“Only the wind can pull my body / Close to the mystery.” So go the eponymous lyrics of Jackie West‘s upcoming album Closer to the Mystery, coming soon via Ruination Record Co. Back in March we described the album as one “made in the hope of edging closer to the truth at the heart of any relationship,” developing West’s decidedly ambiguous style of songwriting and thus resisting the temptation to settle for easy clichés. Take single ‘Tiny Flowers ii’, a song marked by a warm fondness undercut by its own refrain in which West sings, “I don’t fall in love like that anymore.” “The line,” as we put it, “complicates the second listen and every one thereafter, its gravity subverting the track’s structure and perspective from what the sound might originally suggest.”

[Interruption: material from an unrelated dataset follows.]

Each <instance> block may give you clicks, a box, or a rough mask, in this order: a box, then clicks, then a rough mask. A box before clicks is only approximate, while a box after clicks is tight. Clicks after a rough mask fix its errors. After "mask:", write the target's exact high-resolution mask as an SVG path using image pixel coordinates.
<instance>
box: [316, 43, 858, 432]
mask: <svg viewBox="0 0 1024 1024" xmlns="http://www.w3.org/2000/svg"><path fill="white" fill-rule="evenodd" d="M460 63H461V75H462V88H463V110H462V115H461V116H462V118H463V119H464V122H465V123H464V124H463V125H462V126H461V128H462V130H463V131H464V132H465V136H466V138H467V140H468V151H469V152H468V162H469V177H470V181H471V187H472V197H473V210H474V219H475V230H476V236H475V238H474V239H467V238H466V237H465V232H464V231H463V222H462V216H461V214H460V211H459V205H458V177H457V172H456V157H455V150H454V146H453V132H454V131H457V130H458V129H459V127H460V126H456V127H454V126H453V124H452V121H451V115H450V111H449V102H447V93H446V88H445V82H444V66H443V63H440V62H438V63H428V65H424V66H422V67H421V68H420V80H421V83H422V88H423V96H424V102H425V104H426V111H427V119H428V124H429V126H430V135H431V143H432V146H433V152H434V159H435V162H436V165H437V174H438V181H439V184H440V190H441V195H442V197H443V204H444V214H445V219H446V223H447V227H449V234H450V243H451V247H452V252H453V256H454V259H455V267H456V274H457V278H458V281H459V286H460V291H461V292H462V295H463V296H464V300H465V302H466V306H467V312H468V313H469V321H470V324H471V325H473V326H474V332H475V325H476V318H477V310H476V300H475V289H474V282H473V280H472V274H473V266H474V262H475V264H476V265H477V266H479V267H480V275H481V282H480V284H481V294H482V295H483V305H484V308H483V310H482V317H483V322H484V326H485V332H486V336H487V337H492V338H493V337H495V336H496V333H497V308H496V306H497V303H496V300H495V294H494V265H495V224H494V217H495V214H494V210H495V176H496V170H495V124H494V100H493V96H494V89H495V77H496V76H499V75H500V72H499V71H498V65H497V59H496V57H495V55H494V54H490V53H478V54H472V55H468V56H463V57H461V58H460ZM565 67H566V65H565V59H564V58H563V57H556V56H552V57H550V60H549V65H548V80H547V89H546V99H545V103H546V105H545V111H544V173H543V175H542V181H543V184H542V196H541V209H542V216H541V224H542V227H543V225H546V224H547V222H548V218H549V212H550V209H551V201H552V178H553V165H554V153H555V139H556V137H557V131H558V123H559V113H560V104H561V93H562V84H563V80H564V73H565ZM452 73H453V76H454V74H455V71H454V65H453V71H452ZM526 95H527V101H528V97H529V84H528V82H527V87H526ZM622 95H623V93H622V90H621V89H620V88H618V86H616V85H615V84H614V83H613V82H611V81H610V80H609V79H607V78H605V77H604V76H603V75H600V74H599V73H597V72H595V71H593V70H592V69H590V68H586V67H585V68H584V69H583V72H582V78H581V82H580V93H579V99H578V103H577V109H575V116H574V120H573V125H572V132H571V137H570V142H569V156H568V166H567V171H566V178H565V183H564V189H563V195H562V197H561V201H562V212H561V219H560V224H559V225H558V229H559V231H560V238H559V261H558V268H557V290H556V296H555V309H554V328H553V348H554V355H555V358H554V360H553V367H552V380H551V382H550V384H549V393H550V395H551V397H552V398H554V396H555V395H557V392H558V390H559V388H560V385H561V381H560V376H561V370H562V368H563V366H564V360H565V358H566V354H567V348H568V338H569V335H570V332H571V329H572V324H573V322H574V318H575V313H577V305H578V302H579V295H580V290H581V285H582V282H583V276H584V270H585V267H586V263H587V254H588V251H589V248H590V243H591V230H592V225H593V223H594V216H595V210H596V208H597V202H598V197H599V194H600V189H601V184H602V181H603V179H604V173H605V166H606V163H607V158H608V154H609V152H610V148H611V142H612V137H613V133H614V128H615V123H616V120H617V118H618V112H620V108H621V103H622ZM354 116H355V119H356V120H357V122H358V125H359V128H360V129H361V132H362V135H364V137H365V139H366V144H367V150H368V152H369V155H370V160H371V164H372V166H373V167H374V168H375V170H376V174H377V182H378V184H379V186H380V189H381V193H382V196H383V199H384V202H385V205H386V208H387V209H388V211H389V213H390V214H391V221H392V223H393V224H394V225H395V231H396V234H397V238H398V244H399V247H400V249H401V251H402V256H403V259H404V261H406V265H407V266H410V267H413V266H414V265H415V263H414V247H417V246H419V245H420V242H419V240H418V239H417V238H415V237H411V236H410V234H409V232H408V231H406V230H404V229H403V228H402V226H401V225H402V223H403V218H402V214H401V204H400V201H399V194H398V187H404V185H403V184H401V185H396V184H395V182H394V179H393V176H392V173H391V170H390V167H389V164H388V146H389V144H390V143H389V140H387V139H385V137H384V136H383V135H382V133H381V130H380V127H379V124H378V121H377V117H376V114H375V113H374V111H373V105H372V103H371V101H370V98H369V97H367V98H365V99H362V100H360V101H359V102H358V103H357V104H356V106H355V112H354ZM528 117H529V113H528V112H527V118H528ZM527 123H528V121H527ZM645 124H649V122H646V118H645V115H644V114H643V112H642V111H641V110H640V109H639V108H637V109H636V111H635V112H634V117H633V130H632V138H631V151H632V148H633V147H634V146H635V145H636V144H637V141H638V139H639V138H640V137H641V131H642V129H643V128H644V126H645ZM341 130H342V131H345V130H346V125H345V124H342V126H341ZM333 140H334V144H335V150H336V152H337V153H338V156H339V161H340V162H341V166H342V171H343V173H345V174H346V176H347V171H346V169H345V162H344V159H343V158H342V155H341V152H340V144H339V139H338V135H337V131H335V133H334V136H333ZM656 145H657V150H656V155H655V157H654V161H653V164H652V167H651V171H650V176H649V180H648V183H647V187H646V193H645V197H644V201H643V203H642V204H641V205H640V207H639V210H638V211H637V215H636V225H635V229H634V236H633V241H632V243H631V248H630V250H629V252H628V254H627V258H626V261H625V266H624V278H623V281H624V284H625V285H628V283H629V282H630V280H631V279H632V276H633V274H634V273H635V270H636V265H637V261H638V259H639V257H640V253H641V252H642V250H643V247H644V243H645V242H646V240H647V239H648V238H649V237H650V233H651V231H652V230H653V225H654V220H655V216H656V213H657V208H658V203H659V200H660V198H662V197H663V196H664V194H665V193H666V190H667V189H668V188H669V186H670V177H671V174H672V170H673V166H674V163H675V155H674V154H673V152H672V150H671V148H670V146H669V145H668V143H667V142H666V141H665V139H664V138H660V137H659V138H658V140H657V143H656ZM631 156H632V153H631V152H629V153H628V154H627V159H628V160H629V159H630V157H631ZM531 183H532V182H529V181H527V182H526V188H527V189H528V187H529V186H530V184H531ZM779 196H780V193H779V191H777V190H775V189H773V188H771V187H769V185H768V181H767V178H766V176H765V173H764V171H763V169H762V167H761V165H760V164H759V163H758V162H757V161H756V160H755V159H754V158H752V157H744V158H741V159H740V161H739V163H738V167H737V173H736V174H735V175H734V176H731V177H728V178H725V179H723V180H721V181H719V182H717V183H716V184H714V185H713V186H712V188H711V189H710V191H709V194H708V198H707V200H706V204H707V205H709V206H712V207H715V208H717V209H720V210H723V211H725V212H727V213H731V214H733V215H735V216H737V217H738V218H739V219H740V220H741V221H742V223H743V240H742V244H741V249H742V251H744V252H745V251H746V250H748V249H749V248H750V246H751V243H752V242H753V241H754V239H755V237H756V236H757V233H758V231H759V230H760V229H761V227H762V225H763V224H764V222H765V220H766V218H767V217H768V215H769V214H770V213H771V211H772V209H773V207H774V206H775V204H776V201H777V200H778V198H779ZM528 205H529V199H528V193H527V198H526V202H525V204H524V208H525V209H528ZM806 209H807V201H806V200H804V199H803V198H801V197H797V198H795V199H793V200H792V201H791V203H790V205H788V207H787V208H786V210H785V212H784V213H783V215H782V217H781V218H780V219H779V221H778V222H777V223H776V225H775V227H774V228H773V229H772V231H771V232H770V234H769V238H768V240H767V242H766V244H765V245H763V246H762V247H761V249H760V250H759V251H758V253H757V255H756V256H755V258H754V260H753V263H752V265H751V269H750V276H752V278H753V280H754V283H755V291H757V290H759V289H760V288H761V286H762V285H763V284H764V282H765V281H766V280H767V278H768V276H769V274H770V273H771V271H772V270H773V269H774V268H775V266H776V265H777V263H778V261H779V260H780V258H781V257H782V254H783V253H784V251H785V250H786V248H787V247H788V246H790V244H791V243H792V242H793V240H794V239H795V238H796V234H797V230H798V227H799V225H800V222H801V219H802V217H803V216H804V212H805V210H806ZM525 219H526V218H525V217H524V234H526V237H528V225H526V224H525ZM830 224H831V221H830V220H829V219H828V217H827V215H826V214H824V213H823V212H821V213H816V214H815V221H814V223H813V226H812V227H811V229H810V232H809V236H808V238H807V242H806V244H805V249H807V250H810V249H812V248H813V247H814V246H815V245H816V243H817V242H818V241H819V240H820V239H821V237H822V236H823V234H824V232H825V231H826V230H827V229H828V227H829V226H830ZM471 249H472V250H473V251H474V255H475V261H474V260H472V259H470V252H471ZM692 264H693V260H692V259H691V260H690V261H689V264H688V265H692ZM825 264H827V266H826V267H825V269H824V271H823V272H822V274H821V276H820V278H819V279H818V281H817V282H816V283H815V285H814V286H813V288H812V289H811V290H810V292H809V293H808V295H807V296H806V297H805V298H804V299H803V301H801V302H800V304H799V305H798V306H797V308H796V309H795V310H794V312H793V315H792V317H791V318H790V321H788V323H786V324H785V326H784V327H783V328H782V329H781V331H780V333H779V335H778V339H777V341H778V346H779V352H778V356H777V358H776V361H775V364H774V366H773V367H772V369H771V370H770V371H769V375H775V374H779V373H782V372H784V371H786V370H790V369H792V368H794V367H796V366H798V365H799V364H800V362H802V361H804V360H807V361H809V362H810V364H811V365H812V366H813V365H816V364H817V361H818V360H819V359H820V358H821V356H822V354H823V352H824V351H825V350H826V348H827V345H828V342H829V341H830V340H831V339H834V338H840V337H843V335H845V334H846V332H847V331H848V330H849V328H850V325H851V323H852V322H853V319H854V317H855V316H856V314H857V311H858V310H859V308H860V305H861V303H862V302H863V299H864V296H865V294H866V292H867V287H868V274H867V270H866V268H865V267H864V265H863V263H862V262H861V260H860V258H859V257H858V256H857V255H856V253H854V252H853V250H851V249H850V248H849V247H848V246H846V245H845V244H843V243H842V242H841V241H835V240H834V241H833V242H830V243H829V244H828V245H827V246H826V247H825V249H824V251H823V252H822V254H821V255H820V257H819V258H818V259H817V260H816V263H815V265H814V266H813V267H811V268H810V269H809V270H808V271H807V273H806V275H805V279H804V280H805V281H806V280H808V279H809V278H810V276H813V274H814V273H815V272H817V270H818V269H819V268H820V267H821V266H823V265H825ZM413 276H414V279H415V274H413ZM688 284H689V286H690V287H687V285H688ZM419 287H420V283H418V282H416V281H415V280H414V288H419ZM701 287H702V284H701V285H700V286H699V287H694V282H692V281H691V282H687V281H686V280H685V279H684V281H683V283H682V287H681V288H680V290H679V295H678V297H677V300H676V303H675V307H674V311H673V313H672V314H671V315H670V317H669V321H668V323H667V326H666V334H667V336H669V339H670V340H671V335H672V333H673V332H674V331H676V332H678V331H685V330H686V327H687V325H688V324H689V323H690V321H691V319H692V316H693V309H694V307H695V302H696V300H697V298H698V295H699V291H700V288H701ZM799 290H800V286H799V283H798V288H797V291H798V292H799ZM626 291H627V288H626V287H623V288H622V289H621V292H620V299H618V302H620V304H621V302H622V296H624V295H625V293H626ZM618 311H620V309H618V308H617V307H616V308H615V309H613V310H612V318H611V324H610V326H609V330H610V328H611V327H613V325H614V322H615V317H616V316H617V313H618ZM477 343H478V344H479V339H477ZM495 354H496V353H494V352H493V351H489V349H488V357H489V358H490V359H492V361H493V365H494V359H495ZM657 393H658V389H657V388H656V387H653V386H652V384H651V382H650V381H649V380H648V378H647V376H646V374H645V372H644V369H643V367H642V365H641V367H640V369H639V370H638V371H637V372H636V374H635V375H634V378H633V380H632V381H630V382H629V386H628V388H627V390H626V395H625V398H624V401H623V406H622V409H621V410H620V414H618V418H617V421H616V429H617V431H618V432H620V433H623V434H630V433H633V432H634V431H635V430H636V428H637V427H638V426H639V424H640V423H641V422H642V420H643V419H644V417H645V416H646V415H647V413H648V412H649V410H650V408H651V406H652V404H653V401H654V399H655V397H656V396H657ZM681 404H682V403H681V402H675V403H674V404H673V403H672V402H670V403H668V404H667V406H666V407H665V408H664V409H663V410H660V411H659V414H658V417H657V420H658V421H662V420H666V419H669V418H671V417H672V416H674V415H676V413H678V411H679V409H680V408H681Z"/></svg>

The album follows a protagonist through a city in the aftermath of a relationship, the various rented rooms in which they find themselves representative of those liminal days between what was and what will be. The progression through these spaces unfolds with an uneven pace, with songs like ‘Snow Amplified’ capturing time’s habit of turning strange during life’s significant moments. Maddeningly slow at one minute, vertiginously quick the next. The mood is achieved via Jackie West’s fluid, genre-hopping style, with elements of folk, pop, shoegaze, bossa nova and R&B all reached for at various points with an intuitive sense of craft. The result is a sound as shifting and nebulous as the days it works to conjure, threatening to settle and solidify at any given moment as the future decides itself and the path is revealed.
Finding the protagonist gazing from a window, alone in a stranger’s apartment, opening track and latest single ‘End of the World’ serves as aa great introduction to the record’s circumstances and mood. A person caught in the slipstream of opposing forces, be that between the past and the future, or the bustling world and the dead air of an empty room. Fingerpicked guitar anchors the track within the quiet present, while orchestral swells dapple the edges like memories or possibilities suggesting themselves amid the stillness. But instead of tracing these elements towards the root, Jackie West instead lets them shoot and shimmer across the frame. Content to understand change as a kind of potential, and occupy the present in all of its fluctuating strangeness.